Many autistic people suffer from a high degree of stress, which in turn can have an effect on their behaviour. They may display obsessional behaviour, be hyperactive, or have severe tantrums, all of which can have implications for the environment that they live and work in.
A high proportion of autistic adults also have associated learning disabilities. This combination of factors can give rise to:
- inappropriate use of domestic fittings
- poor co-ordination and balance
- a need for assistance with basic self-care functions
- a need to control access to areas of risk
- a need for large-capacity hot water storage and a limit to hot water temperature
- a need for an increased surface area and reduction in surface temperature for radiators.
A significant proportion of autistic adults suffer from epilepsy, resulting in a need for:
- outward opening doors on WC/bath/shower rooms
- avoiding sharp edges on domestic worktops and radiators
- beds positioned away from windows, radiators and room entrances
- at least one 'rapid empty' bath.
Most autistic people experience difficulty in adjusting to changes in their environment. Fixtures and fittings that already exist when the person moves into a building are less likely to be targeted (ie fiddled with/wrenched/removed) than fittings which appear after they have become familiar with their environment. The planning and design process should be as painstaking as possible in order to minimise the need for change during the first year of occupancy. Common areas of rapid change include:
- repositioning of fire appliances
- repositioning of internal telephones and staff call systems
- repositioning and replacing of towel rails and toilet roll holders
- additions to power points
- changes and additions to door and cupboard locks.
Some autistic people have difficulty understanding what other people require of them. Not surprisingly, their responses are frequently inappropriate, adding to confusion, stress, and low self-esteem. Building design can assist by providing clear sensory clues to what is likely to be required of each person in a specific area. Factors to be considered include:
- avoidance of multi-function rooms (eg kitchen diners)

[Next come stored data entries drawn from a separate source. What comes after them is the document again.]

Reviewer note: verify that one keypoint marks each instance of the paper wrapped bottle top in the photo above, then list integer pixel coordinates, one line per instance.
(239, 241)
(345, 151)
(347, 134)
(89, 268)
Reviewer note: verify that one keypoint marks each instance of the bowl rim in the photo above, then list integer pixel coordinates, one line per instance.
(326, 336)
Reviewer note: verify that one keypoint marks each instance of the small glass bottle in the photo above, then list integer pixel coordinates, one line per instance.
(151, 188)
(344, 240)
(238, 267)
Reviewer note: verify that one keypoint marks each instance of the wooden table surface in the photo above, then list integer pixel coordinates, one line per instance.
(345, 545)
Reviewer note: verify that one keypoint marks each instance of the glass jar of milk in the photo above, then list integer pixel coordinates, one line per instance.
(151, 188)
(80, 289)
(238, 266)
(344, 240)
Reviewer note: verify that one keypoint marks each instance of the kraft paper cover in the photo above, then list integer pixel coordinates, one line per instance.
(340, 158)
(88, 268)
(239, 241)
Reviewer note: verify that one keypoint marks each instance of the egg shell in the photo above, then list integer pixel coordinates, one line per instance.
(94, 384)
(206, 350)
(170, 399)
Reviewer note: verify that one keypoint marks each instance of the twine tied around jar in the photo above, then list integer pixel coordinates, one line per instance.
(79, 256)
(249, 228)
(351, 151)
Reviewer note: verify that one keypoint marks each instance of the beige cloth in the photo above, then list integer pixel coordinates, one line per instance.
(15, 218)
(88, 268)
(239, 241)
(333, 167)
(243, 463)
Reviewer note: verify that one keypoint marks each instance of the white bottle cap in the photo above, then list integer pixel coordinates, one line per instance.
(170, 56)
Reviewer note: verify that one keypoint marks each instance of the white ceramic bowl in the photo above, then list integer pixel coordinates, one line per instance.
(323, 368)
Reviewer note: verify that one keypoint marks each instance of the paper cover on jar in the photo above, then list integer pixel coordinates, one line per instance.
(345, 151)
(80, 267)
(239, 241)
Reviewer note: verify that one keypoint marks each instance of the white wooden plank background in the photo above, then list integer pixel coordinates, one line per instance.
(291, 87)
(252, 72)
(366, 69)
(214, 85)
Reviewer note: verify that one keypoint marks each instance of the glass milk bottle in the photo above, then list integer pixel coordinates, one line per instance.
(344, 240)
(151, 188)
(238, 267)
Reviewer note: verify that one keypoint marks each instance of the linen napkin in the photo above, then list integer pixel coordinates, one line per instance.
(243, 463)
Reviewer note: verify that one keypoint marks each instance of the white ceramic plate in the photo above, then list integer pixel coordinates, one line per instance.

- clear demarcation of leisure and activity areas
- avoidance of food preparation smells penetrating other areas.
Many autistic people are socially isolated and have difficulty in making and maintaining relationships with others. Building design can assist in avoiding unnecessary stress in social settings by providing:
- wide corridors
- large communal rooms with high ceilings
- a choice of exits from communal rooms
- one or two single-person alcove areas in communal rooms
- a choice of recreational rooms or areas.